Source: where data enters — HTTP push, S3 + SQS, OpenTelemetry endpoints, Kafka, or existing OpenSearch indexes for migrations.
Buffer: holds events between stages; in-memory (default) or persistent for at-least-once durability.
Processors: transform events — grok parses unstructured log lines, date parses timestamps, mutate adds/removes fields, otel_trace shapes spans, service_map builds service graphs, conditional routing forks events.
Sink: writes to OpenSearch, OpenSearch Serverless, S3, or another pipeline.

Capacity is measured in OCUs. Stateless pipelines scale to 96 OCUs (384 with persistent buffering); stateful pipelines top out at 48 OCUs (192 with buffering). One OCU handles a few thousand events per second of typical log data.

Animation 3: Data Prepper / OSIS Pipeline Flow

Watch a single event traverse source → buffer → processor → sink with each stage activating in turn.

A worked example: ingest application logs from S3 (notified via SQS), parse with grok, ship to OpenSearch.

log-pipeline:
  source:
    s3:
      acknowledgments: true
      notification_type: sqs
      compression: gzip
      codec:
        newline:
      sqs:
        queue_url: "https://sqs.us-east-1.amazonaws.com/123456789012/log-events"
      aws:
        region: "us-east-1"
        sts_role_arn: "arn:aws:iam::123456789012:role/osis-pipeline-role"

  processor:
    - grok:
        match:
          message: ['%{TIMESTAMP_ISO8601:timestamp} %{LOGLEVEL:level} %{GREEDYDATA:msg}']
    - date:
        match:
          - key: timestamp
            patterns: ["ISO8601"]
        destination: "@timestamp"

  sink:
    - opensearch:
        hosts: ["https://search-prod-abc123.us-east-1.es.amazonaws.com"]
        index: "logs-app-%{yyyy.MM.dd}"
        aws:
          sts_role_arn: "arn:aws:iam::123456789012:role/osis-pipeline-role"
          region: "us-east-1"

The index pattern logs-app-%{yyyy.MM.dd} produces daily rolling indexes; OSIS creates them on demand.

Self-hosted Data Prepper

Data Prepper is the open-source upstream that powers OSIS. Run it yourself for on-premises sources, custom Java processors, or colocation with another tool. The YAML syntax is identical to OSIS, easing migration in either direction. A pipeline can chain into another via the pipeline source/sink — useful for fan-in deduplication followed by fan-out routing. Up to 10 sub-pipelines can be chained per file.

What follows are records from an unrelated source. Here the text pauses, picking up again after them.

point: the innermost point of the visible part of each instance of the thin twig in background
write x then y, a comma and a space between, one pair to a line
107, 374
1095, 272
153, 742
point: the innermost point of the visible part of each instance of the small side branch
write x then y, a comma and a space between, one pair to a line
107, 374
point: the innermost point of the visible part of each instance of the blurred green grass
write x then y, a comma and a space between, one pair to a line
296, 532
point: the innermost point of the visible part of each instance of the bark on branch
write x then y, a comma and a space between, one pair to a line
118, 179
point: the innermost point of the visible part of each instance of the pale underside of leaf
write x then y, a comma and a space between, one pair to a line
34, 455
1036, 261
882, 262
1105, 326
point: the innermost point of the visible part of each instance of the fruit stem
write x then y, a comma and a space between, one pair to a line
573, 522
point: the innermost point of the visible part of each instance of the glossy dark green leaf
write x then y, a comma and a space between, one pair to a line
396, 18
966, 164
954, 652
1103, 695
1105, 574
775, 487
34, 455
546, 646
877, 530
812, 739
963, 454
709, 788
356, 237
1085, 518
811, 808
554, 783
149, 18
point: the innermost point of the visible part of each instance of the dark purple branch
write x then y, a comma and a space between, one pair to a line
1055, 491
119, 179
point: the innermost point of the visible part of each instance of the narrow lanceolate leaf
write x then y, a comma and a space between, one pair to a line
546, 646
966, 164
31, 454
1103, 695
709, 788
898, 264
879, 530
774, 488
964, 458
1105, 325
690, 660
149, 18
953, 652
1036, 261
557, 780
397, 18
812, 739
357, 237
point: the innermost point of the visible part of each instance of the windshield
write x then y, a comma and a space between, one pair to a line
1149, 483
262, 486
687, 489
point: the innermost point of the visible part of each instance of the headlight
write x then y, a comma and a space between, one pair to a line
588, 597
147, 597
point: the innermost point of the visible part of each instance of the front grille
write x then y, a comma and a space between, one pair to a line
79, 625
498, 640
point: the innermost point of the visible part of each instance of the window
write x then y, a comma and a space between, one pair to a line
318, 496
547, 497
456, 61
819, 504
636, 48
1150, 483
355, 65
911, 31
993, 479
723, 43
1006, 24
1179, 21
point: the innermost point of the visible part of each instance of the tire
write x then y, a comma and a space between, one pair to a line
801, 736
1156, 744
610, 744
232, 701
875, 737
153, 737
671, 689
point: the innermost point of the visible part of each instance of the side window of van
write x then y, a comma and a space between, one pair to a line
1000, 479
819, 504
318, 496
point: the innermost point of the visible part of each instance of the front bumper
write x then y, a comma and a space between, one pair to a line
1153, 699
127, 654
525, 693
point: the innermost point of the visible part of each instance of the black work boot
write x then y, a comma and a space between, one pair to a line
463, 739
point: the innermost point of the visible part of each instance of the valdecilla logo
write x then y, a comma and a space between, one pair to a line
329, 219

Firehose-to-OpenSearch Delivery

When logs already flow through Amazon Data Firehose, you can deliver them straight to OpenSearch without a separate pipeline. Firehose buffers records by size or time, optionally invokes a Lambda transformation, and bulk-indexes the result. Records that fail after retries are written to an S3 backup bucket for replay.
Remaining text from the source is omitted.